Wherein, the working parameters of the reversed phase/hydrophilic high-pressure two-dimensional liquid chromatography purification are as follows: the sizes of chromatographic columns are 250 multiplied by 20 mm, the stationary phase of the reversed phase preparative column is a reversed phase column X10 with the diameter of 7 mu m, the mobile phase is a 25% methanol-water solution, the sample injection volume is 4 mL, and the flow rate is 19 mL/min; the fixed phase of the hydrophilic preparation column is a 5 mu m zwitterionic column Click XION, the mobile phase is a 94% acetonitrile-water solution, the sample injection volume is 4 mL, and the flow rate is 19 mL/min.
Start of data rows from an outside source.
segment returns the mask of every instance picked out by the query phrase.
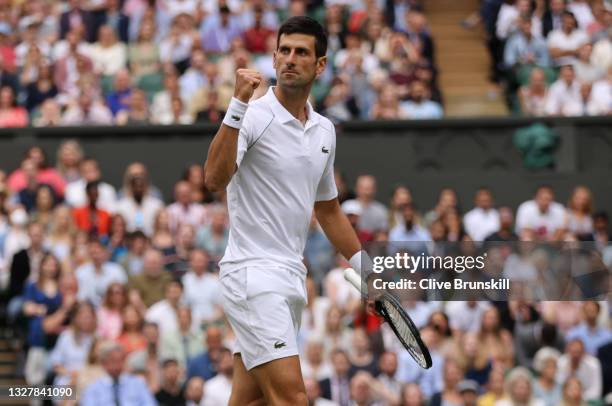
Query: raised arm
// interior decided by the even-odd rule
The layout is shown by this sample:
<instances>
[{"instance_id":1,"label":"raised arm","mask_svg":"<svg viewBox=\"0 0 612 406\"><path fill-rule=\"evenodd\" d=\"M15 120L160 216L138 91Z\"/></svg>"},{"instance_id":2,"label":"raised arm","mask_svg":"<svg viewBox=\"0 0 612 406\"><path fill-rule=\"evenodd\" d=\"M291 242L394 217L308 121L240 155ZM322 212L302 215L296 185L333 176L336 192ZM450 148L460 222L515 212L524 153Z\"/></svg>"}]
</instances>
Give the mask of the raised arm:
<instances>
[{"instance_id":1,"label":"raised arm","mask_svg":"<svg viewBox=\"0 0 612 406\"><path fill-rule=\"evenodd\" d=\"M240 126L246 114L247 103L262 80L261 74L253 69L236 71L234 97L223 124L210 144L204 164L204 184L212 192L225 189L236 172Z\"/></svg>"}]
</instances>

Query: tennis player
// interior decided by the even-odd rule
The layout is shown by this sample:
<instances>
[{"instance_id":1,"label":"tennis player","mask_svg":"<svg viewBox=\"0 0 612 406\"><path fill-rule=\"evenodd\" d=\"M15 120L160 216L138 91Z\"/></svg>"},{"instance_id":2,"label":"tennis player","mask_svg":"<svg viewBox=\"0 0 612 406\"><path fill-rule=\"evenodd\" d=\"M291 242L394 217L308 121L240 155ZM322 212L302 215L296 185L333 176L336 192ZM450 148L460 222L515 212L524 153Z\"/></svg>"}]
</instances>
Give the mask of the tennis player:
<instances>
[{"instance_id":1,"label":"tennis player","mask_svg":"<svg viewBox=\"0 0 612 406\"><path fill-rule=\"evenodd\" d=\"M313 207L325 234L361 269L361 246L340 209L334 126L308 102L325 69L327 38L308 17L278 31L277 85L249 103L262 75L236 72L234 97L204 166L206 187L227 187L223 307L236 334L229 404L307 405L296 336L306 304L302 252Z\"/></svg>"}]
</instances>

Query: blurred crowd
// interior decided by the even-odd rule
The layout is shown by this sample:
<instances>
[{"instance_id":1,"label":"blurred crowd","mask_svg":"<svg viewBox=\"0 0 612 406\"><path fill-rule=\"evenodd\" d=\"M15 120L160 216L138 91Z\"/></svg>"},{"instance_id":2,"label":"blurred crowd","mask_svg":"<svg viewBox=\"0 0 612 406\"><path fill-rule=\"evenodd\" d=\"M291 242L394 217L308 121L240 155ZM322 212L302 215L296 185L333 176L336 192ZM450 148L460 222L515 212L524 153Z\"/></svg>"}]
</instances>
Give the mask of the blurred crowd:
<instances>
[{"instance_id":1,"label":"blurred crowd","mask_svg":"<svg viewBox=\"0 0 612 406\"><path fill-rule=\"evenodd\" d=\"M221 122L236 69L275 83L296 15L328 32L312 103L334 122L443 115L413 0L32 0L0 4L0 128Z\"/></svg>"},{"instance_id":2,"label":"blurred crowd","mask_svg":"<svg viewBox=\"0 0 612 406\"><path fill-rule=\"evenodd\" d=\"M227 404L235 338L219 298L224 193L206 191L201 164L186 167L164 197L140 162L113 185L78 142L64 141L56 156L52 165L33 146L20 167L0 170L2 307L26 382L75 385L83 405ZM353 183L337 172L336 183L364 244L581 240L612 266L608 214L585 186L567 204L542 186L518 208L498 207L486 188L473 204L445 188L421 210L408 186L383 203L371 175ZM544 283L529 279L538 273L528 258L505 255L515 261L506 276ZM432 354L423 370L365 311L343 278L348 263L314 217L304 261L298 341L311 405L612 403L608 297L405 301Z\"/></svg>"},{"instance_id":3,"label":"blurred crowd","mask_svg":"<svg viewBox=\"0 0 612 406\"><path fill-rule=\"evenodd\" d=\"M612 3L485 0L491 79L527 116L612 113Z\"/></svg>"}]
</instances>

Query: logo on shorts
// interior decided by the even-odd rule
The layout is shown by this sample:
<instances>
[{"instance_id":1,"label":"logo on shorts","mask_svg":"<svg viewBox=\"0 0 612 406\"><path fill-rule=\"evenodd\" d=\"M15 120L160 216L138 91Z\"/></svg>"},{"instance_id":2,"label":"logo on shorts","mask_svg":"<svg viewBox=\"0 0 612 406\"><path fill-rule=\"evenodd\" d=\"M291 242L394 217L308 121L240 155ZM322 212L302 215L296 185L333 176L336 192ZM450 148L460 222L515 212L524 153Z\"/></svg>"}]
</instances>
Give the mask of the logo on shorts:
<instances>
[{"instance_id":1,"label":"logo on shorts","mask_svg":"<svg viewBox=\"0 0 612 406\"><path fill-rule=\"evenodd\" d=\"M321 147L321 152L324 154L329 154L329 149L325 148L325 147Z\"/></svg>"},{"instance_id":2,"label":"logo on shorts","mask_svg":"<svg viewBox=\"0 0 612 406\"><path fill-rule=\"evenodd\" d=\"M240 117L232 115L232 120L234 120L234 121L240 121Z\"/></svg>"},{"instance_id":3,"label":"logo on shorts","mask_svg":"<svg viewBox=\"0 0 612 406\"><path fill-rule=\"evenodd\" d=\"M287 344L285 344L284 341L277 341L277 342L274 343L274 348L276 348L277 350L279 348L283 348L283 347L286 347L286 346L287 346Z\"/></svg>"}]
</instances>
Wherein the obtained Fr4411 is a tunicoside B sample with the purity of more than 98 percent, and a purity verification chromatogram (shown in figure 5);

the structural representation and structure of the maltoside compound tunicoside B obtained from the dianthus superbus are shown in the attached figures 6-12, which proves that the maltoside compound tunicoside B is successfully separated by the method.

Although embodiments of the present invention have been shown and described, it will be appreciated by those skilled in the art that changes, modifications, substitutions and alterations can be made in these embodiments without departing from the principles and spirit of the invention, the scope of which is defined in the appended claims and their equivalents.